Today new automotive engine design is optimized in terms of mass. However, in terms of structural stiffness, optimizations mainly consider eigenfrequency criteria. But in assembly components with very low stiffness, cumulated microslip phenomena can occur when the structures are subject to cyclic loadings. In time and after a large number of cycles, macro-displacements can be observed between assembly components and then assembly failures will occur. Bush, plain bearing, roller bearing in conrod or in gearbox can be subject to this kind of problem.

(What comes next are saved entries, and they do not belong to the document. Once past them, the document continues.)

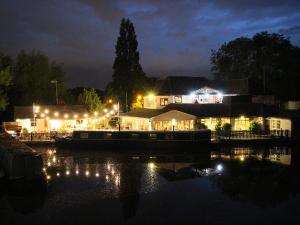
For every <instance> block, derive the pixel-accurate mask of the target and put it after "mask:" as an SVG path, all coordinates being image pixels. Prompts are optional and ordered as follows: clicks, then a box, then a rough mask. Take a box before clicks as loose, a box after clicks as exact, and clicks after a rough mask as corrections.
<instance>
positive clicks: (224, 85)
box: [155, 76, 248, 95]
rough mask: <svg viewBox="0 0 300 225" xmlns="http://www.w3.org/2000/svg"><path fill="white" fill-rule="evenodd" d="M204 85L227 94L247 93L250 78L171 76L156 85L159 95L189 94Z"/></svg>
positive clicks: (245, 93) (164, 79)
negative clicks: (206, 77)
mask: <svg viewBox="0 0 300 225" xmlns="http://www.w3.org/2000/svg"><path fill="white" fill-rule="evenodd" d="M204 86H207V87H210V88H214V89H217V90H220V91H222V92H224V93H226V94H247V93H248V79H233V80H218V81H217V80H208V79H207V78H205V77H187V76H169V77H167V78H165V79H164V80H161V81H160V82H159V83H158V84H157V85H156V87H155V91H156V93H157V95H188V94H190V93H191V92H192V91H195V90H198V89H200V88H202V87H204Z"/></svg>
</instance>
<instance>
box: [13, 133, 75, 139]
mask: <svg viewBox="0 0 300 225" xmlns="http://www.w3.org/2000/svg"><path fill="white" fill-rule="evenodd" d="M57 135H60V136H69V135H72V134H71V133H57V132H52V133H35V132H32V133H27V134H24V133H21V134H20V135H19V136H17V138H18V139H19V140H20V141H53V140H54V138H55V137H56V136H57Z"/></svg>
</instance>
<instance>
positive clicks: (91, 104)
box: [78, 88, 104, 112]
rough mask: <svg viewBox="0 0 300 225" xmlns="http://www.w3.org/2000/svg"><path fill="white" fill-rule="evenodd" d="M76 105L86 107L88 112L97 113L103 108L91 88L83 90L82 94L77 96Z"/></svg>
mask: <svg viewBox="0 0 300 225" xmlns="http://www.w3.org/2000/svg"><path fill="white" fill-rule="evenodd" d="M78 104H80V105H87V106H88V108H89V111H90V112H94V111H98V112H99V111H101V110H102V109H103V108H104V106H103V104H102V102H101V100H100V98H99V96H98V95H97V93H96V91H95V90H94V89H93V88H92V89H90V90H88V89H84V90H83V92H82V93H81V94H80V95H79V96H78Z"/></svg>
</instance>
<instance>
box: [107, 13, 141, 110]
mask: <svg viewBox="0 0 300 225" xmlns="http://www.w3.org/2000/svg"><path fill="white" fill-rule="evenodd" d="M137 48H138V41H137V39H136V34H135V29H134V26H133V24H132V22H131V21H130V20H129V19H122V21H121V25H120V33H119V37H118V40H117V44H116V51H115V52H116V58H115V61H114V65H113V76H112V77H113V81H112V82H111V83H110V84H108V86H107V88H106V90H107V92H108V93H109V94H111V95H114V96H116V97H117V98H118V100H119V102H120V104H121V107H122V109H123V110H125V111H127V110H128V106H130V105H131V101H132V99H133V98H134V97H133V94H134V93H136V92H137V91H139V90H143V88H144V87H145V86H146V83H147V78H146V76H145V73H144V71H143V69H142V66H141V65H140V63H139V58H140V57H139V52H138V50H137ZM126 103H127V105H126Z"/></svg>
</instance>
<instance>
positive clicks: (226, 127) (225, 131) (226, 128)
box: [222, 123, 231, 137]
mask: <svg viewBox="0 0 300 225" xmlns="http://www.w3.org/2000/svg"><path fill="white" fill-rule="evenodd" d="M222 133H223V135H224V136H225V137H230V135H231V124H229V123H225V124H224V125H223V126H222Z"/></svg>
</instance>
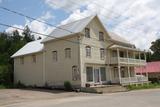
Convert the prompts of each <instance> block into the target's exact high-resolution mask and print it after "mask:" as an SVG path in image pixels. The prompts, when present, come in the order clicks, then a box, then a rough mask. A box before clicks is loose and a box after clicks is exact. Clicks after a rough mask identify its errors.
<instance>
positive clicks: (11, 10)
mask: <svg viewBox="0 0 160 107" xmlns="http://www.w3.org/2000/svg"><path fill="white" fill-rule="evenodd" d="M0 8H1V9H3V10H6V11H9V12H11V13H14V14H17V15H19V16H23V17H27V18H29V19H31V20H35V21H37V22H40V23H44V24H46V25H49V26H53V27H55V28H57V29H61V30H64V31H67V32H69V33H70V34H74V32H72V31H70V30H67V29H64V28H61V27H57V26H56V25H53V24H50V23H46V22H45V21H43V20H38V19H36V18H33V17H31V16H28V15H25V14H23V13H20V12H17V11H13V10H11V9H8V8H5V7H1V6H0ZM77 21H79V20H77ZM74 22H76V21H74ZM91 39H94V40H97V41H99V40H98V39H96V38H93V37H91ZM105 40H106V41H107V40H108V39H105Z"/></svg>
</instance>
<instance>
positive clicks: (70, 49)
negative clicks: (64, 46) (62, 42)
mask: <svg viewBox="0 0 160 107" xmlns="http://www.w3.org/2000/svg"><path fill="white" fill-rule="evenodd" d="M65 58H71V49H70V48H66V49H65Z"/></svg>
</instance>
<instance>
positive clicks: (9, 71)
mask: <svg viewBox="0 0 160 107" xmlns="http://www.w3.org/2000/svg"><path fill="white" fill-rule="evenodd" d="M23 34H25V37H23V36H22V35H20V34H19V32H18V31H17V30H15V31H13V32H12V33H6V32H3V33H0V84H3V85H4V84H10V83H12V82H13V59H11V56H12V55H13V54H14V53H15V52H16V51H18V50H19V49H20V48H22V47H23V46H24V45H25V44H26V43H27V42H29V41H33V40H34V36H33V35H31V32H30V30H29V28H27V29H25V30H24V31H23ZM26 36H27V37H26ZM5 86H6V85H5Z"/></svg>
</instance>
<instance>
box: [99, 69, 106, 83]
mask: <svg viewBox="0 0 160 107" xmlns="http://www.w3.org/2000/svg"><path fill="white" fill-rule="evenodd" d="M100 71H101V81H106V69H105V67H100Z"/></svg>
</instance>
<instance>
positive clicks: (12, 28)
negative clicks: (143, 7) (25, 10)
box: [5, 25, 24, 34]
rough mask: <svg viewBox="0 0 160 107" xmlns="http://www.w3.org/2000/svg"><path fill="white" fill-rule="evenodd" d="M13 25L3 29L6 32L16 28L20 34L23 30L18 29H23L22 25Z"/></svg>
mask: <svg viewBox="0 0 160 107" xmlns="http://www.w3.org/2000/svg"><path fill="white" fill-rule="evenodd" d="M13 27H15V28H13ZM13 27H9V28H7V29H6V30H5V31H6V32H8V33H12V32H13V31H15V30H18V31H19V33H20V34H22V32H23V31H22V30H20V29H24V26H22V25H13ZM16 28H20V29H16Z"/></svg>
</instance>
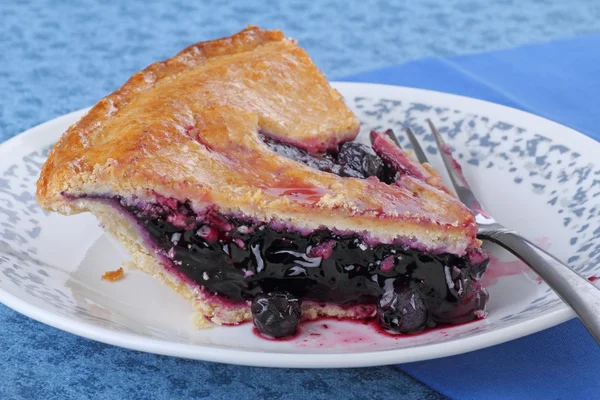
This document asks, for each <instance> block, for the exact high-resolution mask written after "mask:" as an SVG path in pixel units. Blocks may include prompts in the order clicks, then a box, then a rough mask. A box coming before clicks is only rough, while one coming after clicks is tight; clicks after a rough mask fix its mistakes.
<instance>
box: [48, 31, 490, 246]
mask: <svg viewBox="0 0 600 400" xmlns="http://www.w3.org/2000/svg"><path fill="white" fill-rule="evenodd" d="M358 128H359V122H358V120H357V118H356V117H355V116H354V115H353V113H352V112H351V111H350V110H349V109H348V108H347V107H346V105H345V104H344V103H343V100H342V98H341V96H340V94H339V93H338V92H337V91H336V90H334V89H332V88H331V87H330V86H329V84H328V82H327V80H326V78H325V77H324V76H323V74H322V73H321V72H320V71H319V70H318V69H317V68H316V67H315V66H314V64H313V63H312V61H311V59H310V58H309V56H308V55H307V54H306V52H304V50H302V49H301V48H299V47H298V46H297V45H296V43H295V42H294V41H293V40H290V39H286V38H285V37H284V35H283V34H282V33H281V32H279V31H267V30H262V29H259V28H256V27H249V28H247V29H245V30H243V31H241V32H239V33H237V34H235V35H233V36H231V37H227V38H223V39H218V40H214V41H209V42H202V43H198V44H196V45H193V46H190V47H188V48H187V49H185V50H183V51H182V52H181V53H179V54H178V55H177V56H175V57H173V58H171V59H169V60H167V61H164V62H160V63H155V64H152V65H150V66H149V67H148V68H146V69H145V70H143V71H141V72H138V73H136V74H135V75H134V76H133V77H132V78H131V79H129V81H128V82H127V83H125V85H123V87H122V88H120V89H119V90H117V91H116V92H114V93H112V94H111V95H109V96H107V97H105V98H104V99H102V100H101V101H100V102H99V103H98V104H96V105H95V106H94V107H93V108H92V109H91V110H90V111H89V113H88V114H87V115H86V116H84V117H83V118H82V119H81V120H80V121H79V122H77V123H76V124H74V125H73V126H71V127H70V128H69V129H68V131H67V132H65V134H64V135H63V136H62V138H61V139H60V141H59V142H58V143H57V144H56V145H55V146H54V148H53V149H52V151H51V152H50V155H49V158H48V161H47V162H46V163H45V165H44V166H43V169H42V173H41V176H40V179H39V181H38V190H37V197H38V201H39V202H40V204H41V205H42V207H44V208H45V209H48V210H53V211H58V212H61V213H64V214H70V213H77V212H81V211H86V210H87V209H86V208H85V207H83V208H82V206H78V204H84V203H81V202H73V201H72V199H73V198H77V197H79V196H82V195H103V196H122V197H124V198H131V197H137V198H141V199H152V198H153V196H154V194H159V195H161V196H165V197H170V198H176V199H180V200H186V199H188V200H190V201H191V203H192V205H193V206H194V207H195V208H197V209H202V208H203V207H205V206H206V205H216V207H217V208H218V209H219V210H220V211H221V212H223V213H243V214H245V215H248V216H252V217H254V218H256V219H258V220H261V221H270V220H277V221H282V222H287V223H291V224H294V225H296V226H298V227H300V228H308V229H315V228H318V227H321V226H326V227H330V228H337V229H340V230H349V231H355V232H366V233H367V234H368V235H369V236H372V237H375V238H377V240H380V241H391V240H394V239H395V238H408V239H416V240H418V242H419V243H420V244H421V245H422V246H424V247H425V248H428V249H431V250H444V251H448V252H453V253H456V254H459V255H462V254H464V253H465V251H466V250H467V249H468V248H472V247H475V246H478V245H479V242H478V241H477V239H476V238H475V235H476V225H475V222H474V219H473V215H472V213H471V212H470V211H469V210H468V209H466V208H465V207H464V206H463V205H462V204H461V203H460V202H459V201H457V200H456V199H455V198H454V197H453V196H451V195H449V194H447V193H445V192H444V191H442V190H439V189H437V188H435V187H433V186H431V185H429V184H428V183H426V182H424V181H419V180H412V181H411V182H409V184H402V185H387V184H385V183H382V182H380V181H378V180H377V179H375V178H369V179H355V178H342V177H339V176H337V175H334V174H330V173H326V172H321V171H318V170H315V169H312V168H310V167H307V166H305V165H303V164H300V163H297V162H296V161H293V160H291V159H288V158H286V157H284V156H280V155H278V154H275V153H274V152H272V151H270V150H269V148H268V147H267V146H266V145H265V144H264V143H263V142H262V140H261V139H260V138H259V136H258V133H259V132H261V131H262V132H265V133H267V134H268V135H270V136H273V137H275V138H278V139H279V140H284V141H287V142H292V143H294V144H296V145H298V146H301V147H304V148H305V149H308V150H311V151H317V150H318V151H322V150H325V149H327V148H331V147H335V146H337V145H338V144H339V143H341V142H344V141H347V140H351V139H353V138H354V137H355V136H356V134H357V132H358ZM298 193H300V195H298Z"/></svg>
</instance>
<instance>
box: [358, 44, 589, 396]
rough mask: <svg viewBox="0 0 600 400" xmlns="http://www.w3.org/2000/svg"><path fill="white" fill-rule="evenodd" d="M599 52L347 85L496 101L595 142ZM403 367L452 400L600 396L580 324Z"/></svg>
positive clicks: (469, 68) (453, 59)
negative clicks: (566, 129)
mask: <svg viewBox="0 0 600 400" xmlns="http://www.w3.org/2000/svg"><path fill="white" fill-rule="evenodd" d="M598 49H600V35H596V36H587V37H580V38H576V39H568V40H560V41H553V42H550V43H544V44H536V45H530V46H523V47H519V48H516V49H513V50H505V51H496V52H491V53H484V54H477V55H468V56H458V57H450V58H446V59H434V58H429V59H423V60H419V61H414V62H410V63H407V64H404V65H400V66H395V67H389V68H385V69H380V70H375V71H370V72H366V73H362V74H359V75H355V76H353V77H350V78H348V79H349V80H352V81H359V82H379V83H392V84H397V85H407V86H415V87H420V88H424V89H432V90H442V91H446V92H450V93H456V94H461V95H466V96H471V97H476V98H480V99H483V100H488V101H493V102H496V103H500V104H504V105H507V106H510V107H515V108H519V109H522V110H525V111H529V112H532V113H534V114H537V115H541V116H544V117H546V118H549V119H552V120H555V121H557V122H560V123H562V124H564V125H567V126H570V127H572V128H574V129H577V130H579V131H581V132H583V133H585V134H586V135H588V136H590V137H592V138H594V139H596V140H600V113H599V112H598V98H599V97H598V96H599V93H600V67H599V66H600V51H598ZM598 156H599V158H600V153H599V154H598ZM599 183H600V182H599ZM599 243H600V239H599ZM492 300H493V299H492ZM401 369H402V370H404V371H405V372H408V373H409V374H411V375H412V376H414V377H416V378H417V379H419V380H420V381H422V382H425V383H427V384H428V385H430V386H431V387H433V388H435V389H436V390H438V391H440V392H441V393H444V394H445V395H447V396H449V397H451V398H455V399H464V400H466V399H487V400H493V399H498V400H501V399H512V400H517V399H597V398H600V348H599V347H598V345H597V344H596V342H594V340H593V339H592V337H591V336H590V335H589V334H588V333H587V331H586V330H585V328H584V327H583V325H582V324H581V323H580V322H579V321H578V320H573V321H570V322H567V323H565V324H562V325H560V326H558V327H555V328H552V329H548V330H546V331H544V332H541V333H538V334H535V335H531V336H529V337H526V338H523V339H519V340H515V341H512V342H510V343H506V344H502V345H498V346H494V347H491V348H488V349H484V350H480V351H476V352H473V353H468V354H462V355H459V356H454V357H447V358H444V359H440V360H432V361H425V362H419V363H411V364H406V365H403V366H401Z"/></svg>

In this paper, after a short description of various mechanisms which can cause microreptation phenomena, two types of cumulated microslip occurring in the engine and the gearbox are presented. Behavior specificities will be highlighted to remind how unusual cumulated microslips are. Based on field data, it appears that the probability of both phenomena occurring is extremely low. This implies that it is not appropriate to use devices concerned by this problem in order to reproduce and to investigate the phenomenon. Moreover, to assess the phenomenon sensitivity with respect to certain parameters, it follows that specific test rigs have to be developed. To cope with the problem for gearbox and conrod, two specific test rigs have been designed and finalized. Their schematic description will allow to assess the delicate points of the tests.
Some results obtained on test rigs are detailed and demonstrate that the mechanical behavior of cumulated microslip is quite complex. Friction phenomena in interface assembly appear to be a key characteristic. For example, significant friction variations with respect to time and slip displacement have been observed.